Background/methods: In Germany, iodine deficiency is common. In a representative group of 2,500 Germans (age >13 years), using a specially designed food questionnaire, the iodine intake was calculated. In addition, iodine and creatinine concentrations in spot urine samples were determined in three groups with a possibly increased risk of iodine deficiency (769 conscripts, 886 pairs of mothers and newborns) or future hyperthyroidism (574 adults, age range 50-70 years) from 26 representative regions. In four groups of controls (young and older male and female adults; n = 91), 24-hour urine iodine and creatinine were measured in six diurnal fractions to calculate group- and period-specific factors for the estimation of the 24-hour iodine excretion from data of iodine/creatinine ratio and time of micturition in spot urine samples.

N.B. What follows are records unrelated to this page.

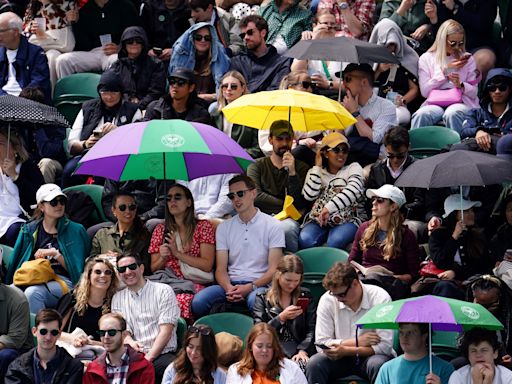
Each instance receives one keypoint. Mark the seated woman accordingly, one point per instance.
(280, 306)
(481, 348)
(337, 192)
(458, 247)
(143, 76)
(264, 361)
(51, 235)
(129, 234)
(90, 299)
(398, 83)
(448, 80)
(232, 86)
(97, 118)
(200, 50)
(20, 178)
(384, 241)
(183, 242)
(197, 360)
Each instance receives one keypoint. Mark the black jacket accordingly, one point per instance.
(143, 77)
(21, 370)
(302, 327)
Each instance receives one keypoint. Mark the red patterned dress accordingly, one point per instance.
(203, 234)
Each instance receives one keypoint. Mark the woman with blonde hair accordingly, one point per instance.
(384, 241)
(290, 309)
(448, 79)
(264, 361)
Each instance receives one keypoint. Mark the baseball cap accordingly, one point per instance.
(455, 203)
(388, 191)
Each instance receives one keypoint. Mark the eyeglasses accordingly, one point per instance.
(198, 37)
(53, 332)
(240, 194)
(454, 44)
(175, 197)
(131, 207)
(58, 200)
(99, 272)
(110, 332)
(494, 87)
(131, 267)
(249, 32)
(178, 82)
(234, 87)
(202, 331)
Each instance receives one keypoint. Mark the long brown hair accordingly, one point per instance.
(248, 365)
(184, 371)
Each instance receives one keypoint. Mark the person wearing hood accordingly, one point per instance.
(398, 83)
(143, 76)
(200, 50)
(97, 118)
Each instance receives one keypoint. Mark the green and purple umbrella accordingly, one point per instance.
(164, 149)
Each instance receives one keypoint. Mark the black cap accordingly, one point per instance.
(183, 73)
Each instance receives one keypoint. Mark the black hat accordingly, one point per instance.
(183, 73)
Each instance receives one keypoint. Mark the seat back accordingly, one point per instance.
(429, 141)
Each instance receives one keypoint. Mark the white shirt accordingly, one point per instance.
(144, 311)
(336, 322)
(248, 245)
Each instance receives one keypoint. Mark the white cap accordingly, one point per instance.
(388, 191)
(455, 203)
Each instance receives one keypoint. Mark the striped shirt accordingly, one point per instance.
(153, 305)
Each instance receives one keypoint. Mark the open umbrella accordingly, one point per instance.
(443, 314)
(164, 149)
(305, 111)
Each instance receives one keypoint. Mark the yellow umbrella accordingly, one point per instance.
(305, 111)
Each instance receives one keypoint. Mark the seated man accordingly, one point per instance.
(46, 363)
(117, 356)
(15, 337)
(278, 175)
(151, 312)
(249, 246)
(22, 64)
(339, 309)
(374, 114)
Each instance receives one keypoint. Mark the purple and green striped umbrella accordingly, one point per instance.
(164, 149)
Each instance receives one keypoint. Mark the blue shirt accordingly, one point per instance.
(413, 372)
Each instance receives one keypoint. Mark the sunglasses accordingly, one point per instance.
(131, 207)
(240, 194)
(110, 332)
(202, 331)
(131, 267)
(58, 200)
(99, 272)
(234, 87)
(249, 32)
(53, 332)
(198, 37)
(495, 87)
(178, 82)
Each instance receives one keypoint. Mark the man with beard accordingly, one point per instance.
(277, 176)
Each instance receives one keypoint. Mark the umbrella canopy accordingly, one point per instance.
(456, 168)
(164, 149)
(442, 313)
(20, 110)
(305, 111)
(341, 49)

Results: The mean calculated iodine intake (excretion) was 119 microg/day for the group of Germans above 13 years; it was 119 microg/day (125 microg/day) for adults aged 50-70 years, 137 microg/day (125 microg/day) for conscripts, and 162 microg/day for breast-feeding mothers. The median iodine concentration (iodine/creatinine ratio) was 9.4 microg/dl (83 microg/g) in 566 adults aged 50-70 years, 8.3 microg/dl (57 microg/g) in 772 conscripts. and 5.6 microg/dl (156 microg/g) in 739 breast-fed newborns.

Conclusions: Compared to older data, the iodine intake in Germany has increased. In 1996, the meticulously quantified average deficit was about 30% of the recommended iodine intake.